The Runtime
When you deploy an app, it runs as its own process — not inside a shared server. A control-plane orchestrator (supervisord) spawns one detached tabbify-runner per app, and each runner joins the private mesh as a peer hosting exactly one workload on a deterministic address. This split is what makes apps survive the supervisor crashing.
Supervisor and runners
supervisord hosts nothing itself. It is pure control plane: it spawns runners, persists their records to disk, monitors liveness, and re-adopts them on restart. Each runner hosts one app, builds the runtime (WASM, Firecracker, or Docker), and serves on [app_ula]:8730.
# Orchestrator; --no-mesh binds loopback for local dev (no root/TUN)
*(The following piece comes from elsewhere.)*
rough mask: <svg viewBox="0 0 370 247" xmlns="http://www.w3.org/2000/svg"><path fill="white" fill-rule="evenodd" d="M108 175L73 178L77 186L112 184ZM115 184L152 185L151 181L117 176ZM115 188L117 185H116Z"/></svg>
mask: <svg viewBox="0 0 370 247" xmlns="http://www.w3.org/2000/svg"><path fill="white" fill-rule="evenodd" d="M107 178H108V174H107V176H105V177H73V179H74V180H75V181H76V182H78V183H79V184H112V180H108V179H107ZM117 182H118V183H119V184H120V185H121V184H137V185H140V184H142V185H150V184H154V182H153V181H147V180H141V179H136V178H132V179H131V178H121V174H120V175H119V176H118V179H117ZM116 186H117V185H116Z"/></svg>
supervisord --runner-bin ./tabbify-runner --no-mesh
# A runner is normally spawned for you, derived from the app UUID
tabbify-runner --uuid 0191e7c2-1111-7222-8333-444455556666 --no-mesh
A supervisor advertises only what it can run: it joins with tag [supervisor], adds firecracker if /dev/kvm is present, and docker if the daemon is reachable.
Lifecycle
You drive apps through the control API on the supervisor's mesh ULA (port 8730), or via the node:
POST /v1/apps/{uuid}/start spawn runner (idempotent if alive), wait healthy 30s, return app_ula
POST /v1/apps/{uuid}/stop shutdown runner, forget record, keep cached artifacts
POST /v1/apps/{uuid}/purge shutdown + clear artifact cache + docker image
GET /v1/apps list runner records on disk + a live health probe each
start replies with the deterministic address and restart state:
{"state":"running","app_ula":"fd5a:1f02:44a5:240b:121a::1","restart_status":"running","restart_count":0}
Each runner record (RunnerHandle) is JSON on disk — uuid, pid, control_sock, app_ula, restart state. That file is the single source of truth, which is what enables re-adoption.
Health and crash survival
Runners expose a Unix-socket control channel (JSON-lines, one command per connection):
-> {"cmd":"health"}
<- {"reply":"health","state":"running","app_ula":"fd5a:1f02:…::1","pid":12345,"app_health":"serving"}
Because runners are detached, killing supervisord does not kill them — they keep serving. On restart the orchestrator scans on-disk records and probes pid + socket. Living runners are re-adopted with no respawn blip; a record whose process is dead (or whose socket is hung) is force-killed and respawned. A monitor loop reconciles every 5 seconds.
Restart supervision
App-level (L2) restart is the supervisor's job: per-runner exponential backoff (base 10s, cap 300s, doubling per failure, reset after 60s stable) with a crash-loop threshold of 5 failures. Keeping supervisord itself alive (L1) belongs to the launch backend — a container --restart policy or systemd.
docker run -d --restart on-failure --device /dev/net/tun --cap-add NET_ADMIN \
-v tbf-state:/var/lib/tabbify tabbify-supervisor
Warm start
Runners cache artifacts on disk, so a stop then start skips the fetch. Warm-start is verified for Firecracker (snapshot/restore mmaps snap.mem) and Docker (image cache); WASM pooling is staged. Note: sticky identity lives under SUPERVISOR_DATA_DIR — drop that volume and the app rejoins as a fresh peer with a new address.